Of course, this section introduces the Global Object Construction and Analysis structure of glibc/GCC, omitting a lot of details that we think are beyond the scope of detail to be emphasized in this book, the real construction and analysis processes are more complex than the ones described above, and the construction and analysis structures are slightly different when Dynamic and Static links are different. However, in either case, the basic principles are the same. According to the steps and paths described above, I believe that readers can repeat the call route based on the actual situation.
Because Global Object Construction and analysis are completed by the Runtime Library, you cannot use the "-nonstartfiles" or "-nostdlib" option when there are global objects in the program or shared library, otherwise, the build and destructor will not be executed normally (unless you are clear about your behavior and manually construct and analyze global objects ).
Collect2
We once met the collect2 program in Chapter 2nd. It replaces LD as the final linker during the link. In general, we can simply regard it as the lD. In fact, collect2 is a pack of LD. It finally calls LD to complete all the link work. So what is the role of collect2?

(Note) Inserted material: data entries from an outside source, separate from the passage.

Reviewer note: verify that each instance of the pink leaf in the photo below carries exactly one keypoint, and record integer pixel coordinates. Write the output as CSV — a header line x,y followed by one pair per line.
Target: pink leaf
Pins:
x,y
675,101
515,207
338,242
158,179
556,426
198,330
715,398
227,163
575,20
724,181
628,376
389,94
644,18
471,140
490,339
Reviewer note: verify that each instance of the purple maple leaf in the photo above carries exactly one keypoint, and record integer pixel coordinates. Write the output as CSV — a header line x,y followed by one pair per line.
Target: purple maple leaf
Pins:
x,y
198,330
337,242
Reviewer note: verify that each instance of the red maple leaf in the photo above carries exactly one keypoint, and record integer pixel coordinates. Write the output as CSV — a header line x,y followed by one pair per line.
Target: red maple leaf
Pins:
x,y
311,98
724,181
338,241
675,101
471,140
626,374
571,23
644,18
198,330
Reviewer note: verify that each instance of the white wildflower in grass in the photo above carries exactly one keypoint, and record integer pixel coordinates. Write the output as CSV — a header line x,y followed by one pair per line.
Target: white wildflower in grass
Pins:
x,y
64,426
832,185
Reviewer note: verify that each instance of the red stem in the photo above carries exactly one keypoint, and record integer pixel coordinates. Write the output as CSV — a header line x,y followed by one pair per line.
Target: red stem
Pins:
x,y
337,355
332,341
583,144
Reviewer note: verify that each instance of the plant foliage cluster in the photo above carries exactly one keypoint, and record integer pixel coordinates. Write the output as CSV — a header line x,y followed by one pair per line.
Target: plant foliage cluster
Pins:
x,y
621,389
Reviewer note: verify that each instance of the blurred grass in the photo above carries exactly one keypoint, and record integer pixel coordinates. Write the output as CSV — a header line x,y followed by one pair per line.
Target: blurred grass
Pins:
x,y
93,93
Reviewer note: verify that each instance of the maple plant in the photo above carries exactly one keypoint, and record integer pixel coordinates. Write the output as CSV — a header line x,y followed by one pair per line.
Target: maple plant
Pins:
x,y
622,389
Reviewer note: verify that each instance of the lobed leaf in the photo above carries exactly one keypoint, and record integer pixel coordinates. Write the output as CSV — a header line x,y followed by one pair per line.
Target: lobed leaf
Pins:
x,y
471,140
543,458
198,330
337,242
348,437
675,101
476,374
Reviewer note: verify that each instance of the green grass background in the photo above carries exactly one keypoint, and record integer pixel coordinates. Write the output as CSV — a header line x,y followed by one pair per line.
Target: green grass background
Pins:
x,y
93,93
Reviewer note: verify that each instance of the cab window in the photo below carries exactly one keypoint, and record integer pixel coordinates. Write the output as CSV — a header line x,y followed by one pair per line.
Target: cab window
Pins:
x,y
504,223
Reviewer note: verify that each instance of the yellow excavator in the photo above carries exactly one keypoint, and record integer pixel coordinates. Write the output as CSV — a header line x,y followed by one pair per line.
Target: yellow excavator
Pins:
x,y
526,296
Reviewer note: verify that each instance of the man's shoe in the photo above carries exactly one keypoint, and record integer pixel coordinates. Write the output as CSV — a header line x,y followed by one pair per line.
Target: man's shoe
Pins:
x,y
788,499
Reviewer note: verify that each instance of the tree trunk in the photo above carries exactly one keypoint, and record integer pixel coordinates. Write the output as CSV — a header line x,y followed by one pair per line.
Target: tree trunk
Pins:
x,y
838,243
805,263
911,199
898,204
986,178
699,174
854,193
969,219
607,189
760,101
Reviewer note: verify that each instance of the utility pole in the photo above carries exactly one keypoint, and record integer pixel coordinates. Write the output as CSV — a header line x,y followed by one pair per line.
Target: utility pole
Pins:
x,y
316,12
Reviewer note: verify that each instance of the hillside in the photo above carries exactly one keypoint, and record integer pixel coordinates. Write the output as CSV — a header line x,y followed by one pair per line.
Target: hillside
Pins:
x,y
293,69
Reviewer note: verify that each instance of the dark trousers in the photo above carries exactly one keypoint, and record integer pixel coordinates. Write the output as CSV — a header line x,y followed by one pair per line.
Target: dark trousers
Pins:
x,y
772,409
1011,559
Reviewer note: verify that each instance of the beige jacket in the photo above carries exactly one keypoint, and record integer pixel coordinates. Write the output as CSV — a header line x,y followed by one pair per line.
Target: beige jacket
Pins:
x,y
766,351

In some systems, Assembler and linker do not support ". init "". to implement code execution before the main function, special processing must be performed at the link. Collect2 is used to implement this function, it will "collect" (collect) all the special symbols in the input target file, these special symbols indicate that they are global constructors or executed before Main. collect2 will generate a temporary one. the C file collects the addresses of these symbols into an array and then places them in this. in the c file, it is linked to the final output file together with other target files after compilation.
On these platforms, the GCC compiler will also generate a _ main function call at the beginning of the main function, which is actually the functions collected by collect2. The _ main function is also part of the target file provided by GCC. If we use "-nostdlib" to compile the program, the _ main function may be undefined, in this case, you just need to add "-lgcc" to link it.